ChatGPT was found to be more accurate than human analysts in predicting whether a company's earnings would rise or fall, an academic paper found, Accounting Today reported.
The large language model (LLM) tool was correct about 60 percent of the time, as opposed to its human counterparts, who were correct about 53 percent of the time, according to the paper, published by academics at the University of Chicago's Booth School of Business revealed, using a ChatGPT model fine-tuned for financial analysis.
The researchers investigated whether an LLM can successfully perform financial statement analysis in a way similar to a professional human analyst. They provided standardized and anonymous financial statements to GPT4— a version of ChatGPT released in March 2023—and instructed the model to analyze them to determine the direction of future earnings. Even without any narrative or industry-specific information, the researchers found that the LLM outperformed financial analysts in its ability to predict earnings changes. The LLM exhibited a relative advantage over human analysts in situations when the analysts tend to struggle.

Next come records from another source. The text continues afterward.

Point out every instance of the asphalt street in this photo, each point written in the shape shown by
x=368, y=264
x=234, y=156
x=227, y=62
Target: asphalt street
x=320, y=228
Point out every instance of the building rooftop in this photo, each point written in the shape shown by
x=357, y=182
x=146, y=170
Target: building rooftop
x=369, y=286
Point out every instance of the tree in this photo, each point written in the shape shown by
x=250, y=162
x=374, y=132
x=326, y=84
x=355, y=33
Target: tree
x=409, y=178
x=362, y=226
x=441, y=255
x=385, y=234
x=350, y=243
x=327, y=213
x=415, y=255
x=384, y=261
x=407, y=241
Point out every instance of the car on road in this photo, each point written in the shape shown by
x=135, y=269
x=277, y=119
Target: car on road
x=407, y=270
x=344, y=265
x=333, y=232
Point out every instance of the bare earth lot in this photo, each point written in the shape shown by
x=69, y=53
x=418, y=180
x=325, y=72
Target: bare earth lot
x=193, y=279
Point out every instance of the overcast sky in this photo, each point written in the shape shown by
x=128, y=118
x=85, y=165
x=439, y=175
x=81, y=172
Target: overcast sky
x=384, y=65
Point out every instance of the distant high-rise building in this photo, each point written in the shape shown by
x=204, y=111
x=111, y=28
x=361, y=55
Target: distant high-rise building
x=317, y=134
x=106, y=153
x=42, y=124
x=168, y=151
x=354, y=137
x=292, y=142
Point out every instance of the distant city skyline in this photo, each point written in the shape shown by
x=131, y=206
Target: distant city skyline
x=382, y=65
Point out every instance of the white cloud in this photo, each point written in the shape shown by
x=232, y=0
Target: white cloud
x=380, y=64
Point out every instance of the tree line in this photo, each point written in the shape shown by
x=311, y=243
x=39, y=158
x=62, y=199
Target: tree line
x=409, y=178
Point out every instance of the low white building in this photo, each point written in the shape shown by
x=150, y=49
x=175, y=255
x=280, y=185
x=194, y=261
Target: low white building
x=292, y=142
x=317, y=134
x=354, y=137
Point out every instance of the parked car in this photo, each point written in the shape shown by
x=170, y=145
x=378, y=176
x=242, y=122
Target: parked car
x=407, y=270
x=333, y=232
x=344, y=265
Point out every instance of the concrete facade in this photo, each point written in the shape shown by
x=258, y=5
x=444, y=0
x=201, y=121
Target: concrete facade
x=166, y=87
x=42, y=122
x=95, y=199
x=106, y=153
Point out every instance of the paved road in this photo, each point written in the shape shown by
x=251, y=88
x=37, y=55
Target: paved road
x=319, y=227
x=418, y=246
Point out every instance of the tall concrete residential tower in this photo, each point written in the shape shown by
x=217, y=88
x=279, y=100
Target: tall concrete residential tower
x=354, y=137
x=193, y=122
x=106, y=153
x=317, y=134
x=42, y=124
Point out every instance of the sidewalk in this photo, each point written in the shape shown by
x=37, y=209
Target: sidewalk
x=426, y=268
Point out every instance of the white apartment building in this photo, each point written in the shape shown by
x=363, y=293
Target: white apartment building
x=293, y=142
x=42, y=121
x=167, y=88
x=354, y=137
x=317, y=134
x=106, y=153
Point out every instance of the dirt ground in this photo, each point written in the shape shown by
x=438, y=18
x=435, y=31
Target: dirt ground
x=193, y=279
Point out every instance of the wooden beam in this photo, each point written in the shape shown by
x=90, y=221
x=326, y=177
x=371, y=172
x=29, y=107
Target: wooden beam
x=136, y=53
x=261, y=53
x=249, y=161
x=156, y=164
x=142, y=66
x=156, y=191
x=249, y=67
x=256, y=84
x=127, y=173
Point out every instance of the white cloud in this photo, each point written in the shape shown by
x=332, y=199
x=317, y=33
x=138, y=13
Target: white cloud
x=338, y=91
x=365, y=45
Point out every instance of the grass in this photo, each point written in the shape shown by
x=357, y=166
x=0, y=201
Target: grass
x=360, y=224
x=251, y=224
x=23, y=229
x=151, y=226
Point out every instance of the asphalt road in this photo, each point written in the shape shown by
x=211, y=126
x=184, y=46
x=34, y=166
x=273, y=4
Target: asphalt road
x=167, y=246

“Our results suggest that LLMs may take a central role in decision-making,” they wrote in their abstract.
The financial statements sampled a period spanning from 1982 to 2021 with 39,533 observations from 3,152 distinct firms. The researchers' target variable across all models was a directional change in future earnings, up or down. They tested the bot to predict next year's earnings one month after earnings reports, as well as three months and six months after.
For the human predictions, the researchers used consensus analyst forecasts. Like the bot, these too were measured one month after earnings reports, three months out and six months out. They found that human analysts were accurate 52.71 percent of the time one month later, 55.95 percent of the time three months later, and 56.68 percent of the time six months later.
ChatGPT scored only 49 percent without chain-of-thought-prompting, which TechTarget defines as "a prompt engineering technique that aims to improve language models' performance on tasks requiring logic, calculation and decision-making by structuring the input prompt in a way that mimics human reasoning." This model was referred to in the paper as a "naive" model. But with chain-of-thought prompting, this rate increased to 60.31 percent, well above that of human analysts. The results were on par with the 60.45 percent accuracy rate of a specialized neural network trained on the same data.
"Although one must interpret our results with caution, we provide evidence consistent with large language models having human-like capabilities in the financial domain," the study concluded. "General purpose language models successfully perform a task that typically requires human expertise and judgment and do so based on data exclusively from the numeric domain. Therefore, our findings indicate the potential for LLMs to democratize financial information processing and should be of interest to investors and regulators."